11. It is not the case of the Revenue that the final TV glass shells were exempt from the whole of duty of excise leviable thereon or chargeable to nil rate of duty during the period in dispute i.e.

1-3-1999 to 28-9-1999, under any provision of the Central Excise Act or the Notification issued thereunder by the Government. Rather TV glass shells were chargeable to the excise duty. No duty was, however, charged from the appellants on these goods were cleared to M/s. Samtel India Ltd., an exporter against CT-2 certificate issued by the Excise department in terms of Notification No. 49/94.

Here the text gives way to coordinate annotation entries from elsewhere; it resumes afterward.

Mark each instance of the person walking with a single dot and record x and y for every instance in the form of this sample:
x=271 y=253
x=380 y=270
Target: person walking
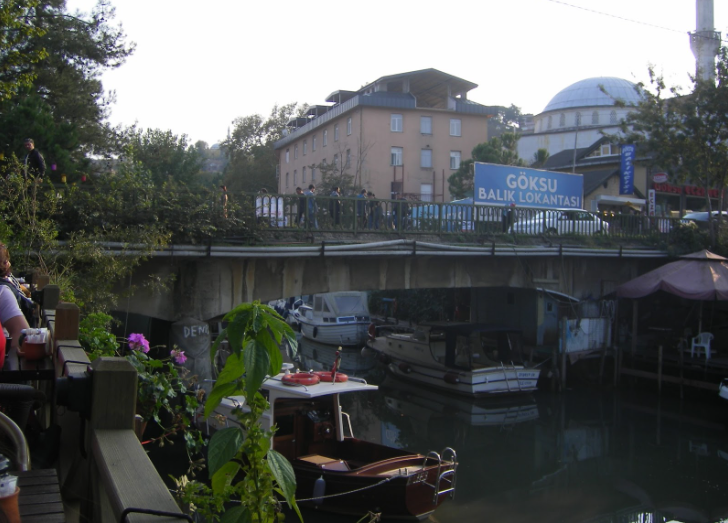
x=34 y=162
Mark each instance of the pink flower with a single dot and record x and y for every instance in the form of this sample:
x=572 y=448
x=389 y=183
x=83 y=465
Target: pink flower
x=178 y=356
x=138 y=342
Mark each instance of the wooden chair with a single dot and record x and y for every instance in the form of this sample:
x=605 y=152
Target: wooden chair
x=701 y=341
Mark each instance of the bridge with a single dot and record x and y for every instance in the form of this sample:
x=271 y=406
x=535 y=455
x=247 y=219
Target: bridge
x=211 y=280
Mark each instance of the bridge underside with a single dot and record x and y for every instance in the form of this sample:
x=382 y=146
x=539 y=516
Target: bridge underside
x=205 y=288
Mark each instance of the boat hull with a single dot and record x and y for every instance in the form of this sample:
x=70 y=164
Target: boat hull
x=344 y=334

12. It cannot be disputed that under Rule 13 of the Central Excise Rules the Central Government has got power to permit the export of specified excisable goods on bond without payment of duty from the factory of manufacture or warehouse and to specify materials, removal of which without payment of duty from the place of manufacture or storage for use in the manufacture of export goods may be permitted by the Commissioner of Central Excise and in exercise of power under this Rule the Government issued under Notification No. 47/94-C.E., dated 22-9-1994 allowing exemption to the inputs used in the manufacture of such goods. The Excise department accordingly issued CT-2 certificate allowing the removal of the goods from the factory premises of the appellants to M/s. Samtel India Ltd., exporter without payment of duty in terms of this notification. Therefore, on the clearances of the final product i.e TV glass shells made by the appellants to M/s. Samtel India Ltd. against CT-2 certificate, the benefit of Notification No.67/95-C.E. dated 16-3-1995 on the intermediate goods consumed therein could not be denied as it could not be said that their final product was exempt from the whole of duty or chargeable to nil rate of duty, under the law, during the period in dispute.

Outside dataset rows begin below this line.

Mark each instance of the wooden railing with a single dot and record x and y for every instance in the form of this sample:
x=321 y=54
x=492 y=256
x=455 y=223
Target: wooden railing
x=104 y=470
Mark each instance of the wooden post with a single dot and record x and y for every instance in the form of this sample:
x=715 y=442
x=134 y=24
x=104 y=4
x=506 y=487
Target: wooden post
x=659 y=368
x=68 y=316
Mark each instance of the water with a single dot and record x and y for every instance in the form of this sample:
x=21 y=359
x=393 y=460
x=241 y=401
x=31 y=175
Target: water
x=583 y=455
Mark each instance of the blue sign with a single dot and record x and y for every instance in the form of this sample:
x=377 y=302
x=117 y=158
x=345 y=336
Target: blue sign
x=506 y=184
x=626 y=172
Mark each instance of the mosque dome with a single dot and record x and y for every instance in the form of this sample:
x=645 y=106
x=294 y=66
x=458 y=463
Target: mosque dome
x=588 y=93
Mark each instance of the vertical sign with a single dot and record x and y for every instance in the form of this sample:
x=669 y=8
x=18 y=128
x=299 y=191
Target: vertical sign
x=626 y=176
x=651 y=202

13. The case of the appellants is in fact squarely covered by the ratio of the law laid down by the Tribunal in CCE, Vadodam v. Steelco Gujarat Ltd., 2000 (121) E.L.T. 557. In that case it had been observed that Rule 13 of the Rules is applicable to the manufacturer as well as to the supplier of the goods sent to the exporter in terms of Notification No. 47/94-C.E. The Tribunal observed that the goods having been supplied by the manufacturer by following Chapter X Procedure, to an exporter, could not be treated as goods exempt from the whole of the duty of excise or chargeable to nil rate of duty within the meaning of Rule 55-CC(1) of the Rules. To the same effect is the ratio of the law laid by the Tribunal in (1) CCE, Ahmedabad-I v. Omkar Textile Mills Ltd.J.K. Synthetics Limited v.CCE, Jaipur and 14. In the light of the discussion made the impugned order of the Commissioner denying the appellants benefit of Notification No. 67/95- C.E. dated 16-3-1995 and confirming the duty demand and imposing penalty on them in respect of the clearances made by them during the period in question to M/s. Samtel India Ltd., an exporter cannot be legally sustained and deserves to be set aside.

15. Consequently, the appeal of the appellants is allowed and the impugned order of the Commissioner is set aside with consequential relief, to them, if any, permissible under the law.